Another trigger for insulin resistance is inflammation. While diet can certainly cause inflammation (high blood-glucose concentrations can be the result of inflammation, and at the same time cause more inflammation—a deadly double whammy), other sources of inflammation can be overly strenuous exercise routines, autoimmune conditions, obesity, and high cortisol levels (again, read this as stress) to name a few.
Environmental toxins are also capable of disrupting metabolism and causing insulin resistance. A study published in a 2008 edition of the Journal of the American Medical Association found that higher levels of bisphenol-A in the urine of adult participants correlated to higher prevalence of cardiovascular disease and diabetes. This is just one toxin of more than 150 that were found to be present in a sampling of the adult population by the Environmental Working Group.
What Can You Do To Curb Your Insulin Resistance?
Exercise. The progression to type 2 diabetes is characterized by abdominal fat, and dropping even 10 pounds can significantly reduce your risk for many of the associated conditions. However, the reason to exercise is not to burn calories—that is a happy byproduct. The reason to exercise is that it is one of the best ways to directly counter insulin resistance! As you are able, mix 30-40 minutes of aerobic movement into your day, and try to get several minutes of strenuous aerobic movement in four times each week. Strenuous exercise should leave you winded, but does not have tolast long. Work hard for 30 seconds to a minute, then slow the pace for three to four minutes. Repeat this cycle two to six times as you are able. A good weekly routine also includes strength building exercises twice a week.
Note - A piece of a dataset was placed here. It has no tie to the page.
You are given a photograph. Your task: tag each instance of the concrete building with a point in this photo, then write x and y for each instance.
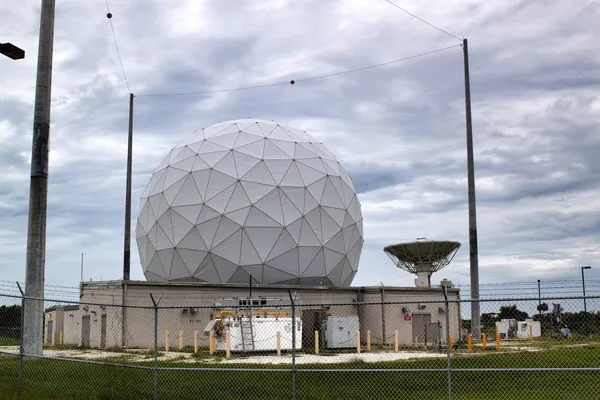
(417, 312)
Supplementation. There are a variety of supplements that have been clinically shown to assist with getting blood glucose levels down and help reduce insulin resistance. The next article in this series will explore these and also touch on some supplements that help you cope with the symptoms of diabetes.
Diet. Bring the macronutrients in your diet back into balance. Get your carbohydrates from fresh vegetables instead of packaged foods and white grains and powders, and eat them in balance with fat and protein. Introduce a reasonable amount of saturated fat back into your diet in combination with healthy fats, and eat quality proteins in reasonable amounts (breakfast is a particularly important time to have a full serving of protein). Keep in mind that a serving of meat is about the size of a deck of playing cards, or the palm of your hand. If your insulin/FBG levels are on the high side, you may want to strictly limit (or even eliminate) fruits and grains for a period of time to let your body recover from the constant over exposure. Once your readings have come down, you can rebalance your diet.
Avoid. Stay away from sugar, anything with high-fructose corn syrup, refined carbohydrates such as rice and pasta, anything fried (especially potatoes or breaded foods), and alcohol.
For those who have already reached the point of being labeled diabetic or prediabetic, these same changes will benefit you, too, restoring your own body’s ability to manage glucose and weaning you off medications on which you may now depend. Despite what you might think, you have the power to reverse this condition and it does not require body damaging drugs to do it.